John: Actually, you can't.
Gordon: Shut up nerd.
*****
Gordon: Are lobsters mermaid-scorpions?
John:
John: Gordon, it's four in the fucking morning
*****
Gordon: Yeah skincare is paramount for me.
Scott: Paramount to what?
Gordon: I don't know. I just learned that word.
*****
Gordon: Stop it! Do you want me to never talk to you again?!
Georgia: ...
Gordon: ...What?
Georgia: Hang on, I'm considering.
*****
Alan: I wrote my last will and testament, because I live my life in constant danger!
Gordon: I wrote my last will and testament coz I'm a dumbass who's gonna kill or maim himself in an extremely stupid way
John: I wrote my last will and testament because life is fleeting and you never know when you or a loved one will die.
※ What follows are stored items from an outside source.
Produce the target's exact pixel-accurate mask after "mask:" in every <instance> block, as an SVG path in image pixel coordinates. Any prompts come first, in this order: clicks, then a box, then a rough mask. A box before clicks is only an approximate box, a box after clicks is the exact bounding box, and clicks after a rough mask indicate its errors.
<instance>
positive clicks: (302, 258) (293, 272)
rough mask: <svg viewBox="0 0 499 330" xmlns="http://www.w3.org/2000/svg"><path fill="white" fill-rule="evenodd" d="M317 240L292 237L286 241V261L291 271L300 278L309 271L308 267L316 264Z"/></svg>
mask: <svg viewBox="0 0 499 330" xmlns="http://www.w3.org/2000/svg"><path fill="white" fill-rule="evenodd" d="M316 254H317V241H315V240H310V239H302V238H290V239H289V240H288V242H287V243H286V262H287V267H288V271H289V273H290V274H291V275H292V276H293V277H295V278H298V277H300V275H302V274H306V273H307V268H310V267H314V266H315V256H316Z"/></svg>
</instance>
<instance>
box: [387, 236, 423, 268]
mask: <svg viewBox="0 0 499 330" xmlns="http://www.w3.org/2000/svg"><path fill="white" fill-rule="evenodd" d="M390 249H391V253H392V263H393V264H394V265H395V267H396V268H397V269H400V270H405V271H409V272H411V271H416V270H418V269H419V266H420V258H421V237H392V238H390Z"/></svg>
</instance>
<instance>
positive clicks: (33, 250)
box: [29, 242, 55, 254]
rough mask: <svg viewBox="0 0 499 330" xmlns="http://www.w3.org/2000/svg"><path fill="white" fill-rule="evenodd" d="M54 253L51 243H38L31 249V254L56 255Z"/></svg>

Gordon: Ugh, you're kind of a bummer. Anyone ever tell you that?
John: Yeah.
Alan:
*****
Virgil: ....
Gordon: ....
Virgil: I know you don't want to talk about it.
Gordon: I don't want to talk about it.
Virgil: But I think we should talk about it.
Gordon: I don't think we should talk about it.
*****
*When Gordon and Georgia get captured*
Alan: I have a plan.
Scott: You've got a plan?
Alan: Yes.
Scott: First of all, you're copying me from when I said I had a plan.
Alan: No, I'm not! People say that all the time, it's not that unique of a thing to say.
Scott: Secondly, I don't even believe you have a plan.
Alan: I have... part of a plan!
John: What percentage of a plan do you have?
Alan: I dunno. Twelve percent.
Kayo: "Twelve percent"? *breaks into raucous laughter*
Alan: That's a fake laugh.
Kayo: IT'S REAL!
Alan: Totally fake!
Kayo: That is the most real, authentic, hysterical laugh of my entire life, because that is not a plan!
John: It's barely a concept.
Alan: You're taking his side?
Virgil: It's better than eleven percent.
Scott: What the heck does that have to do with anything?
Alan: Thank you, Virgil.
*****
Virgil: I told you to call me when you guys got home last night
Kayo: Shitty memory who this
Gordon: mmm yeah I got nothing. George?
Georgia: Nope, Alan?
Alan: I was an innocent and sober bystander stuck with 2 drunk 16 year olds who suddenly became really dumb and had no common sense or regard to their personal safety, and a drunk 19 year old who tried to initiate fights with furniture. I was the 16 year old on the side lines I ain't goin down with you on this...
Kayo, Gordon and Georgia:........ hehehe
Virgil: Alan you leave, the rest of you-
Kayo, Gordon and Georgia: *runs*
Virgil: GOD FUCKING DA- ALAN EVACUATE THE PREMISIS, EVERYONE KEEP KAYO AND THE TWINS AWAY FROM ALAN THIS IS A CODE RE- COLOUR WORSE THAN RED, WE COULD HAVE AN ASSASINATION ABOUT TO OCCUR
Alan: *unholy screeching*
*****
Gordon: Fuck, I want to die,
Scott: Hey, language!
Gordon: Heckity heck, I crave death.
Scott: better : )
*****
Georgia: I'm pretty sure I'm going to Hell because of our twinship.
Gordon: Last one there wins!
*****
Scott: Is it bad?
Gordon, bleeding profusely from a knife stab to his stomach: As opposed to good?